Why is the return type bool, when it always succeeds?

>  	n->nr_partial = 0;
>  	spin_lock_init(&n->list_lock);
> @@ -5320,6 +6156,11 @@ init_kmem_cache_node(struct kmem_cache_node *n)
>  	atomic_long_set(&n->total_objects, 0);
>  	INIT_LIST_HEAD(&n->full);
>  #endif
> +	n->barn = barn;
> +	if (barn)
> +		barn_init(barn);
> +
> +	return true;
>  }
>  
>  #ifndef CONFIG_SLUB_TINY
> @@ -5385,7 +6250,7 @@ static void early_kmem_cache_node_alloc(int node)
>  	slab->freelist = get_freepointer(kmem_cache_node, n);
>  	slab->inuse = 1;
>  	kmem_cache_node->node[node] = n;
> -	init_kmem_cache_node(n);
> +	init_kmem_cache_node(n, NULL);
>  	inc_slabs_node(kmem_cache_node, node, slab->objects);
>  
>  	/*
> @@ -5421,20 +6295,27 @@ static int init_kmem_cache_nodes(struct kmem_cache *s)
>  
>  	for_each_node_mask(node, slab_nodes) {
>  		struct kmem_cache_node *n;
> +		struct node_barn *barn = NULL;
>  
>  		if (slab_state == DOWN) {
>  			early_kmem_cache_node_alloc(node);
>  			continue;
>  		}
> +
> +		if (s->cpu_sheaves) {
> +			barn = kmalloc_node(sizeof(*barn), GFP_KERNEL, node);
> +
> +			if (!barn)
> +				return 0;
> +		}
> +
>  		n = kmem_cache_alloc_node(kmem_cache_node,
>  						GFP_KERNEL, node);
> -
> -		if (!n) {
> -			free_kmem_cache_nodes(s);
> +		if (!n)
>  			return 0;
> -		}

Looks like it's leaking the barn
if the allocation of kmem_cache_node fails?

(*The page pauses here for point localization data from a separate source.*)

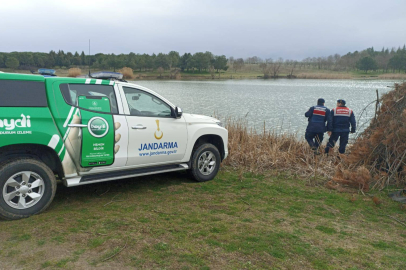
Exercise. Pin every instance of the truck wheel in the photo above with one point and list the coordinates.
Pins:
(205, 162)
(27, 188)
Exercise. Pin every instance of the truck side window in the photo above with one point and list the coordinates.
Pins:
(142, 103)
(72, 91)
(22, 94)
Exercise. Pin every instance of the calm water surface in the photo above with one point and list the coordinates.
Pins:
(280, 103)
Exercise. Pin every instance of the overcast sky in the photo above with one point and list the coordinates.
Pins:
(292, 29)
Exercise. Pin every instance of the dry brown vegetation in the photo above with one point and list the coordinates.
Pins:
(74, 72)
(127, 72)
(258, 152)
(392, 76)
(323, 76)
(378, 157)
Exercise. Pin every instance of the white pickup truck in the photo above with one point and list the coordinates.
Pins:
(89, 130)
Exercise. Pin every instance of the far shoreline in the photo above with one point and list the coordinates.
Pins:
(230, 75)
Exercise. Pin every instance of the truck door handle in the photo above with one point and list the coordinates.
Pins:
(77, 125)
(138, 127)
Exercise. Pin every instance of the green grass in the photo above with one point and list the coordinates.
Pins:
(170, 222)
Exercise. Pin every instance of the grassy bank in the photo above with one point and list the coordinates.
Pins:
(246, 73)
(237, 221)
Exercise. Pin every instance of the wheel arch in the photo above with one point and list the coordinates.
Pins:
(214, 139)
(37, 151)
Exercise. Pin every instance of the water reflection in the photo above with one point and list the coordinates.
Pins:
(280, 103)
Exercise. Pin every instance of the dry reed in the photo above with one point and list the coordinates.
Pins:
(267, 150)
(378, 157)
(392, 76)
(323, 76)
(74, 72)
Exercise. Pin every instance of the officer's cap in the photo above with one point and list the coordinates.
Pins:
(342, 101)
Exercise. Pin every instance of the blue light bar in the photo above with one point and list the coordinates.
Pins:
(46, 71)
(107, 75)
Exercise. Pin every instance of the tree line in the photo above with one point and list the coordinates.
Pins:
(143, 62)
(385, 60)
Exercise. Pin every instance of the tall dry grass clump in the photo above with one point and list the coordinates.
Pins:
(74, 72)
(127, 72)
(261, 151)
(323, 76)
(378, 157)
(393, 76)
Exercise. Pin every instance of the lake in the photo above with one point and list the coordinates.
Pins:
(280, 103)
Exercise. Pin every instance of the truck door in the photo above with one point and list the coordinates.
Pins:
(95, 135)
(97, 132)
(155, 135)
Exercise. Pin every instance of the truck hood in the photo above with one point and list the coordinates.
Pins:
(197, 118)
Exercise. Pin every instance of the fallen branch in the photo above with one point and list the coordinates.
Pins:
(115, 254)
(113, 201)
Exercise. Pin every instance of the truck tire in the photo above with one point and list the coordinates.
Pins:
(27, 187)
(205, 162)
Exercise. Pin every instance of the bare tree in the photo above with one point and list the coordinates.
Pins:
(238, 64)
(160, 71)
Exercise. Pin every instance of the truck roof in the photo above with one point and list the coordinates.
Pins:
(22, 77)
(41, 78)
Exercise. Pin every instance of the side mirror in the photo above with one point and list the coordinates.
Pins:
(178, 112)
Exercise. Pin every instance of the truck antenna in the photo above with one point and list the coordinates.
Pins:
(89, 58)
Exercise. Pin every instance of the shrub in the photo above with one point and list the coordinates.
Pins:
(74, 72)
(262, 151)
(127, 72)
(378, 156)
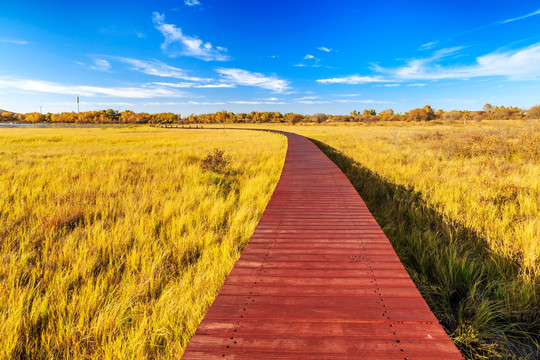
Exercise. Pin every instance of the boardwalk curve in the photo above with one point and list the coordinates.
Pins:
(318, 280)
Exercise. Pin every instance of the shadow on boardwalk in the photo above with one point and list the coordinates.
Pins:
(477, 296)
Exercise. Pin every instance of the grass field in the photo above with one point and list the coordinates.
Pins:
(113, 242)
(461, 205)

> -		init_kmem_cache_node(n);
> +		init_kmem_cache_node(n, barn);
> +
>  		s->node[node] = n;
>  	}
>  	return 1;
> @@ -6005,12 +6891,24 @@ static int slab_mem_going_online_callback(void *arg)
>  	 */
>  	mutex_lock(&slab_mutex);
>  	list_for_each_entry(s, &slab_caches, list) {
> +		struct node_barn *barn = NULL;
> +
>  		/*
>  		 * The structure may already exist if the node was previously
>  		 * onlined and offlined.
>  		 */
>  		if (get_node(s, nid))
>  			continue;
> +
> +		if (s->cpu_sheaves) {
> +			barn = kmalloc_node(sizeof(*barn), GFP_KERNEL, nid);
> +
> +			if (!barn) {
> +				ret = -ENOMEM;
> +				goto out;
> +			}
> +		}
> +

Ditto.

Otherwise looks good to me :)

>  		/*
>  		 * XXX: kmem_cache_alloc_node will fallback to other nodes
>  		 *      since memory is not yet available from the node that
> @@ -6021,7 +6919,9 @@ static int slab_mem_going_online_callback(void *arg)
>  			ret = -ENOMEM;
>  			goto out;
>  		}
> -		init_kmem_cache_node(n);
> +
> +		init_kmem_cache_node(n, barn);
> +
>  		s->node[nid] = n;
>  	}
>  	/*

-- 
Cheers,
Harry (formerly known as Hyeonggon)